China posted the sharpest increase in output for 15 months, while India saw the steepest expansion since February 2013. Russian private sector output stabilised and Brazil, however, registered a further flat trend in activity.
During June, the HSBC composite index for India, which maps both manufacturing and services, stood at 53.8, whereas for China it was 52.4, Brazil (49.9) and Russia (50.1). An index measure of above 50 indicates expansion.
"Emerging markets showed new signs of life in June after stagnating in prior months, enjoying the strongest upturn in business activity since the end of the first quarter of last year," Markit Chief Economist Chris Williamson said.
Williamson added that "at present, the developed world is driving global economic growth, but the emerging markets are now at least showing signs of exerting less of a drag.
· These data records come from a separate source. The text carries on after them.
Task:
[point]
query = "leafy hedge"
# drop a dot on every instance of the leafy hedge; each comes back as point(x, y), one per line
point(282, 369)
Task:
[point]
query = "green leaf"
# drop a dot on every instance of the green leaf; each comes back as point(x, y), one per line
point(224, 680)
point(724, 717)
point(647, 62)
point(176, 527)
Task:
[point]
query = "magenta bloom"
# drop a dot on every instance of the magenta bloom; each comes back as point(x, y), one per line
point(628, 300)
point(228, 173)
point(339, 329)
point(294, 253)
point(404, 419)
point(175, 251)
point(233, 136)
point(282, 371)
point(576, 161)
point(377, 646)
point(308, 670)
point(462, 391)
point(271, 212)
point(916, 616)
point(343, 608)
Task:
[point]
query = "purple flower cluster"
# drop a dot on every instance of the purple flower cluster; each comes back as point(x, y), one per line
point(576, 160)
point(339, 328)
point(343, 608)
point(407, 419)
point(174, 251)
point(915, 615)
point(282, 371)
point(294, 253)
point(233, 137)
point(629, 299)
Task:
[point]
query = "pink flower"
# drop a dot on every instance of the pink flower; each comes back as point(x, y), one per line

If momentum can build in coming months, improvements in the emerging markets will help lift global growth higher in the second half of 2014."
Inflationary pressures remained subdued in June, as despite input price inflation reaching a four-month high, prices charged for finished goods and services continued to rise only fractionally.
Meanwhile, the HSBC Emerging Markets Future Output Index that tracks firms' expectations for activity over the next 12 months, rose for the first time since February, indicating strengthening sentiment across emerging markets.
India registered the brightest outlook for the next 12 months for the third successive month, ahead of Brazil and China, respectively.